Por:
Gianfranco Hereña
Es uno de mis libros de cabecera. Aquí, una vez más, Vargas Llosa pone a prueba su versatilidad narrativa. Esta vez no se encarga de despotricar exclusivamente contra los autoritarismos (tema muy recurrente en sus novelas y cuentos) sino que ensaya, a través del género epistolar, la voz de un experimentado maestro que guía a un joven novelista durante el difícil trayecto de la escritura. Está claro que para todos los afiebrados seguidores del Nobel, este libro es una guía de lujo, un caramelo para degustar una y otra vez (He ahí la magia de los buenos libros, que no pierden el sabor jamás y siempre recurrimos a ellos como un goce eterno).
Quizás la más importante lección que Vargas Llosa deja en estas páginas es aquella de que el escritor «no nace, se hace» y para ello apela a experiencias que antes ya había narrado en libros como «El pez en el agua» (1993), solo que a diferencia de las anteriores, aquí encontraremos la justificación al porqué se disciplinó tanto en el arte de narrar. Conoceremos a profundidad qué era lo que le gustaba de sus narradores favoritos y los recursos que de ellos aprendió (De Flaubert, la persistencia. Lo califica como un autor que no tenía mucho talento pero que insistía sin rendirse. De Faulkner, que las novelas son como casas y requieren de un estudio casi arquitectónico, etc).
Sin embargo, hay una frase que creo es capaz de englobar este sentimiento general del autor-maestro respecto al oficio de escribir. Es algo que no puede dejar tan fácilmente y ante ello, responde:
«El escritor siente íntimamente que escribir es lo mejor que le ha pasado y puede pasarle, pues significa para él la mejor manera posible de vivir».
Acto seguido, compara la vocación como una solitaria que se alimenta día a día de la vida del escritor.
«Su decisión de asumir su afición por la literatura como un destino deberá convertirse en servidumbre, en nada menos que esclavitud (…) A comienzos de los años sesenta, en París, yo tenía un magnífico amigo, José María, un muchacho español, pintor y cineasta, que padeció esa enfermedad. Una vez que la solitaria se instala en un organismo se consubstancia con él, se alimenta de él, crece y se fortalece a expensas de él, y es dificilísimo expulsarla de ese cuerpo del que medra, al que tiene colonizado.
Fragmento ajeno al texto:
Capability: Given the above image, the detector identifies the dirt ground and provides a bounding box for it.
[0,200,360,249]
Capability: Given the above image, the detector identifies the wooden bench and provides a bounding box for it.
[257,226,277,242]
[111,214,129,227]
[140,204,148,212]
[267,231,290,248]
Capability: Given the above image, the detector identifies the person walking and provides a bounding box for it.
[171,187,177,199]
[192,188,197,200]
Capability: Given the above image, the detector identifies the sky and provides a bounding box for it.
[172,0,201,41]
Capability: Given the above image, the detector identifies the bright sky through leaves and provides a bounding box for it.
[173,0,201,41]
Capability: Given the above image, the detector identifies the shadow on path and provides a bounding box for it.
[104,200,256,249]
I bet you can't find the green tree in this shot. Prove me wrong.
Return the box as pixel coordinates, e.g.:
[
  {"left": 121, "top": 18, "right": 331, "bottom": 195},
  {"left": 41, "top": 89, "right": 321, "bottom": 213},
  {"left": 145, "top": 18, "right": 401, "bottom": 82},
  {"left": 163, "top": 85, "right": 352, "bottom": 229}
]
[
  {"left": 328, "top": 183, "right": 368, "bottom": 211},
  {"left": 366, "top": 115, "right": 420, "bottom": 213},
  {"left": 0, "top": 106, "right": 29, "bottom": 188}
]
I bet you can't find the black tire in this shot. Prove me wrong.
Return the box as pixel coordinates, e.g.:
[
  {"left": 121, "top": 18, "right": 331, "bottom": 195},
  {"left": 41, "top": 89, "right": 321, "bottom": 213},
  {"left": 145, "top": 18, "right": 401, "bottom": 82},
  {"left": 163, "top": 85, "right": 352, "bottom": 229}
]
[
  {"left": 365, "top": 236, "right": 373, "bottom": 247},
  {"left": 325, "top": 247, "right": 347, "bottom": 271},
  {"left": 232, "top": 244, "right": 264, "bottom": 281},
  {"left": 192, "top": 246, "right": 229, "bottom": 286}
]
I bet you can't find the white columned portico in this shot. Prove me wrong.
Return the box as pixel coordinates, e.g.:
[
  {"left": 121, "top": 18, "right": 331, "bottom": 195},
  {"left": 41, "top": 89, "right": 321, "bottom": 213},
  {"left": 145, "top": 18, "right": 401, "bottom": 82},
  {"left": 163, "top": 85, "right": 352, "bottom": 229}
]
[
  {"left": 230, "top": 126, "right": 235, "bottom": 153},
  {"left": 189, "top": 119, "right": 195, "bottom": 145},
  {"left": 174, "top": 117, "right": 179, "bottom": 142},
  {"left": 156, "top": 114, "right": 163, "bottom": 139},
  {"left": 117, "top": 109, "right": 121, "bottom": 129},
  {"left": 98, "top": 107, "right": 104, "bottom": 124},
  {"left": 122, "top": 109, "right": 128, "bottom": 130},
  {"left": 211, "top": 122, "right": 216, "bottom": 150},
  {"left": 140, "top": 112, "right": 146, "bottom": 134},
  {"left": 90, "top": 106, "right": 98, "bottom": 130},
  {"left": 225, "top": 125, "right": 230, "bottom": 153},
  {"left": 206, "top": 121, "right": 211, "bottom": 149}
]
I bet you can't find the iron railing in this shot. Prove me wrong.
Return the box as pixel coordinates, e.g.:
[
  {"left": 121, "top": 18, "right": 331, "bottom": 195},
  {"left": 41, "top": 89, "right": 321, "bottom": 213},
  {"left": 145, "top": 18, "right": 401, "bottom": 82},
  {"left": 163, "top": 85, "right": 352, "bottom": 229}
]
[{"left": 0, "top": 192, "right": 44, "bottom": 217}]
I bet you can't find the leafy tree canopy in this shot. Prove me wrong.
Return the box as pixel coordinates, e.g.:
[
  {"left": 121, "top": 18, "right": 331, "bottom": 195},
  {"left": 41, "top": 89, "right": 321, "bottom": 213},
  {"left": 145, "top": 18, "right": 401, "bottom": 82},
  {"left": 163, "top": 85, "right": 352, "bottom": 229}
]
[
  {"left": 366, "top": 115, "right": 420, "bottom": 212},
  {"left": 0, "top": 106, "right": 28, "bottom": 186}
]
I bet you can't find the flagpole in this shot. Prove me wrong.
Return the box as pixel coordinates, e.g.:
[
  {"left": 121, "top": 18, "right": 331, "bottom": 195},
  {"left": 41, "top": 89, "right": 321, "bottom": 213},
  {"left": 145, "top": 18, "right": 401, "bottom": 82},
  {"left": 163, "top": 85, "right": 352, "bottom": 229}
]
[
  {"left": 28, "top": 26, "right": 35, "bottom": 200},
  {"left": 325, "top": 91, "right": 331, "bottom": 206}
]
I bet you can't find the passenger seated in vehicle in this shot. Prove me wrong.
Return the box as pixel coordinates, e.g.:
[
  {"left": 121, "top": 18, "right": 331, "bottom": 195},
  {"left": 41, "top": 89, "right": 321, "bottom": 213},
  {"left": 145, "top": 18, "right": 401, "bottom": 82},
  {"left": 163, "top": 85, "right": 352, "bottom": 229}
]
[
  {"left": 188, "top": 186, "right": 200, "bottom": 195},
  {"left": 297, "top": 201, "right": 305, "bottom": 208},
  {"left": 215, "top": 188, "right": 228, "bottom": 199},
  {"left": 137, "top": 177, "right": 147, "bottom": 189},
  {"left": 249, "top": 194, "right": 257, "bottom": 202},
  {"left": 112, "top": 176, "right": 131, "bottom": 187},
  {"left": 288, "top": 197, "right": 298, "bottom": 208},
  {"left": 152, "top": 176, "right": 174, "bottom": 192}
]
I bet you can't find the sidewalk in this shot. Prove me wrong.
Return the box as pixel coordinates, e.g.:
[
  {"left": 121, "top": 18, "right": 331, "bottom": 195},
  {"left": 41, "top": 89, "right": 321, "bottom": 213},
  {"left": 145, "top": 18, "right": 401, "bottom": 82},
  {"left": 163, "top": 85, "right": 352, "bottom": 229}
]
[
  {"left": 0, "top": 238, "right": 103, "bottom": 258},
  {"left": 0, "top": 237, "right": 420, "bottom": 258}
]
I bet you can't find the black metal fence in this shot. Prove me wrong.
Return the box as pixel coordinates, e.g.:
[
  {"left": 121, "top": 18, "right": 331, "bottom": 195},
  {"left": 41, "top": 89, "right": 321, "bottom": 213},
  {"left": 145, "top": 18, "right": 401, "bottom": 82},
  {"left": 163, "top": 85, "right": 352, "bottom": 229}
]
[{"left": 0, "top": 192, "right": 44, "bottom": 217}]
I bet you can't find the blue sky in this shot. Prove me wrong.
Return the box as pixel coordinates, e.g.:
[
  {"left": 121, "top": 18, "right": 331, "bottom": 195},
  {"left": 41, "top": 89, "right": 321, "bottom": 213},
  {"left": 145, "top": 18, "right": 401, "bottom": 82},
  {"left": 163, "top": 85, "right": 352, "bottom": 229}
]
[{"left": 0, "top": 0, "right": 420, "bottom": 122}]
José María enflaquecía a pesar de que debía comer y beber líquidos (leche, sobre todo).Pero, todo lo que comía y bebía no era para su gusto y placer, sino para los de la solitaria. Un día me sorprendió con esta confesión: «Nosotros hacemos tantas cosas juntos. Vamos al cine, a exposiciones, a recorrer librerías, y discutimos horas de horas sobre política, libros, películas, amigos comunes. Y tú crees que yo estoy haciendo esas cosas como las haces tú, porque te divierte hacerlas. Pero, te equivocas. Yo las hago para ella, la solitaria. Ésa es la impresión que tengo: que todo en mi vida, ahora, no lo vivo para mí, sino para ese ser que llevo adentro, del que ya no soy más que un sirviente».Desde entonces, me gusta comparar la situación del escritor con la de mi amigo José María(…)
Finalmente, sentencia.
«La vocación literaria no es un pasatiempo, un deporte, un juego refinado que se practica en los ratos de ocio. Es una dedicación exclusiva y excluyente, una prioridad a la que nada puede anteponerse, una servidumbre libremente elegida que hace de sus víctimas (de sus dichosas víctimas) unos esclavos».
Quienes busquen consultar a sus dudas sobre la vocación literaria y quieran oír consejos de la voz de uno de los más grandes maestros de la literatura hispanoamericana, no deberían dejar pasar este libro. Recomendable al cien por ciento.